7. Learn about the other kind of fishing, the “ph” kind. Spear phishing is a class of cyberattack that we all have to deal with. It is that email that may have a great special offer, it may be warning you that you are in trouble if you don’t respond, it may be from a real friend saying open the cool attachment they have sent you. When you get any of the above, you need to go to red alert on how to handle them. On the first two – the great offer and warning ones, my default is to review the email carefully. If the address is off, there are typos, weird phrasing or any request for personal or financial info, trash it. Sometimes, if I am concerned it could be real and important, I will go search and find the website for the supposed sender on my own and contact them (often by phone), totally apart from the email. For emails from friends or other known parties, if I get an email with just an attachment and no introductory text or a very short phase such as “check it out,” I will separately email them and ask if it is for real. If I don’t know the person well enough, I just delete the email. I may be too hard on this one; but the risk is too high.

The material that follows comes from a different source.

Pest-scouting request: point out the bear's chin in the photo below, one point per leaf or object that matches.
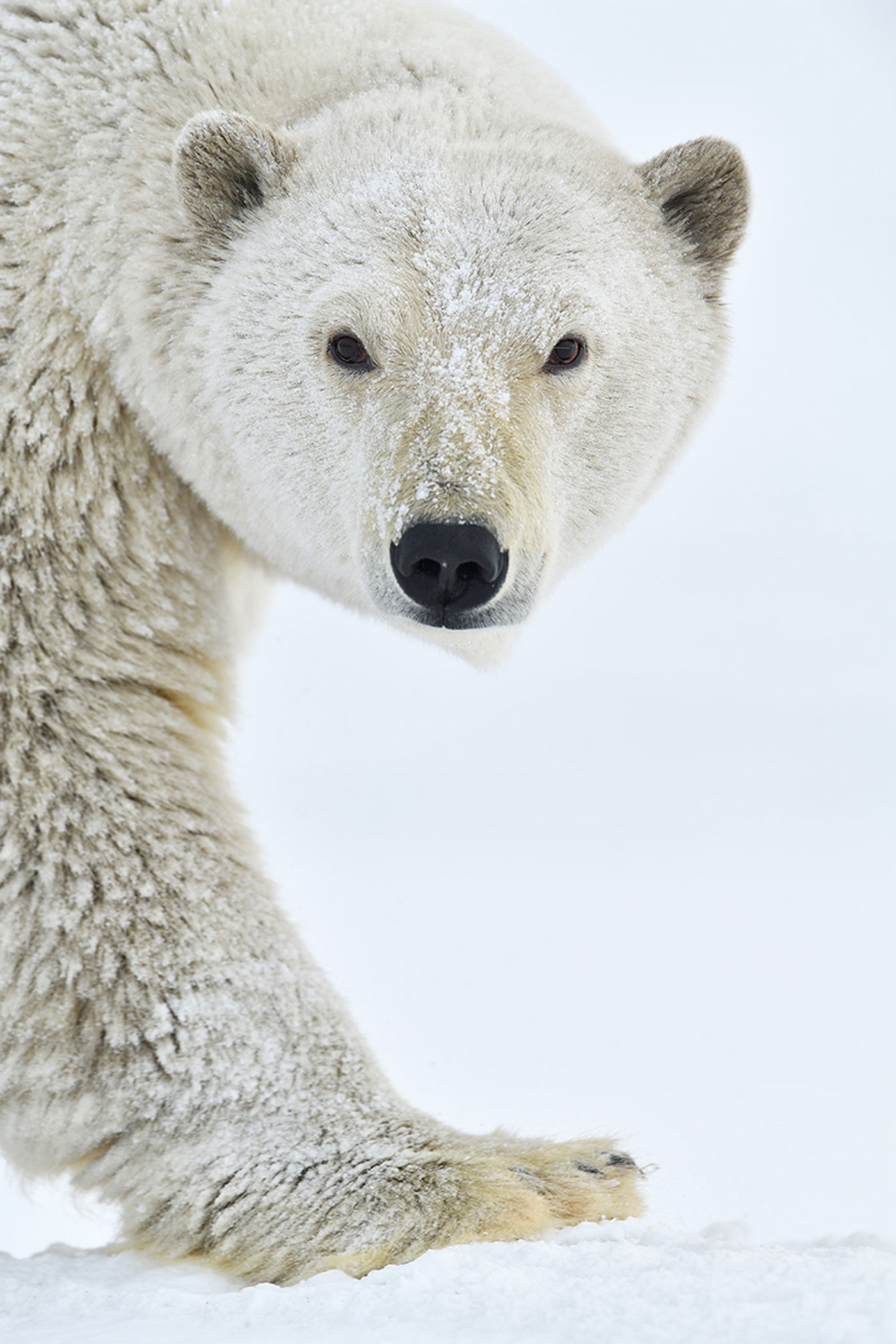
(484, 648)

8. Unplugging is not just good for meditating. All of the above is a lot to think about and do. Don’t forget the simplest solution: unplug. It is not always possible because of our connected lives. At least give it a try in a couple of situations. First, if you are away from home for an extended period, unplug anything from the network that isn’t critical. You may still want to see who comes to your door or watch your thermostat; but most of the rest don’t need to be connected if you are not there. Second, it is a good idea to occasionally unplug devices. In addition to interrupting any potential hacking that you aren’t aware of; many devices tend to collect a lot of junk over time and this often cleans things up to achieve better performance.
9. Practice good cyber hygiene on an ongoing basis. I am a nerd who loves technology. It has profoundly improved our lives in many ways. Just think about how many of us have been on video calls during this pandemic. But, I also am paranoid about the risks of cyberattacks. I am concerned that just writing this article will increase the attacks on me. Cybersecurity is like having a chronic disease. It will always be with you. It can threaten you at any time and in a huge variety of ways. It is always becoming smarter and better in the ways it can take advantage of you.
Please view the above points as good advice, but not comprehensive. To help you in an ongoing fashion, the National Cyber Security Alliance is a non-profit with great recommendations. I encourage you to visit them at www.staysafeonline.org
The benefits of our connected world outweigh the risks; but we need to be smart about understanding and managing both sides of the story.
Remember, Relentless Positive Action in your life will help you and others. So, I wish you RPA every day!